In less than two weeks, I will be travelling to New York for a hen party. To be very clear, this is huge for me. When I first read the invitation I almost cried, because I could hardly begin to think of leaving my son for a weekend, yet I could hardly bear to miss the celebration. It might sound trite to want so badly to go on to a party, but the hen do is for my dear childhood friend, Anna, and my travelling companions are the two wonderful women (Stella and Kirsten) who make us into a solid little group of four. And Anna is getting MARRIED, for goodness’ sake!

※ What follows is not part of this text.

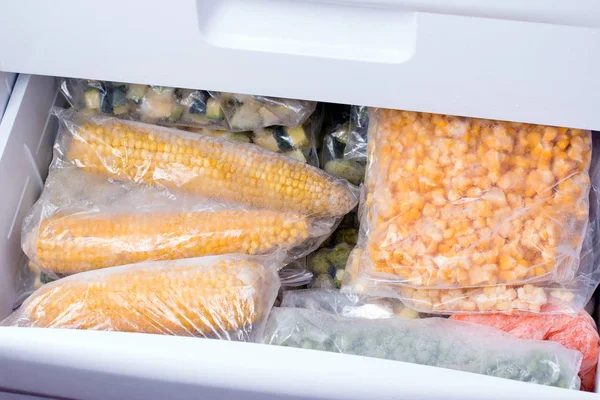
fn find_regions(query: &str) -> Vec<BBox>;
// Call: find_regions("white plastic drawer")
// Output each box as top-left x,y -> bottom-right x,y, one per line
1,1 -> 600,130
0,74 -> 598,400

We have been that solid little group for (whisper it) twenty years. We gradually assembled during childhood and early teens, but became an identifiable entity when we were sixteen. We went on our first holiday without parents to Italy. During student and early working days, we lived together in various conglomerations. We have seen one another through some horrific break-ups, ill-health, marriages, the unfathomable joyful-fear of early motherhood, and emigration. When Alan and I had a private commitment ceremony several years ago, my ladies found a way to be perfectly absent-yet-present by sneaking gifts into our hotel suite.
We support one another through our rites of passage, and that is a powerful thing. So Alan and I decided that the generous invitation (made by Anna’s fiancé) was too good an opportunity to turn down, and ever since we have been preparing our little family to be able to manage my absence. On Friday night – as a test run – I spent my first night away from Findlay and we all survived. So this is real, and I am so grateful.
The moments in our lives where we transition from one state to another are the landmarks on our individual journeys. These changes are often significant enough to affect our own sense of self. We hold ceremonies in order to have family and friends bear witness to the transitions in our lives, so that when we take a new fork in the road, they know the way and can find us still.
To be able to look back over twenty years of friendship and remember how we have seen one another through departures, homecomings, loss, joy, new loves, new lives, suffering, healing… It is just incredible. These women are part of who I am. It is so right that the three of us should make this journey together to our Anna. It is so right that it should be not only a physical journey for me, but an emotional one, and one which moves me forwards on my progress as a mother. Our lives are beautifully entwined, and our rites of passage layer one upon the other to make this trip a true milestone for all of us.
Stella has recounted a sense of being ‘brought in from the cold’ when she cemented her friendship with Anna, Kirsten and me in 1994. Never underestimate where a welcome might lead you. It could change your life.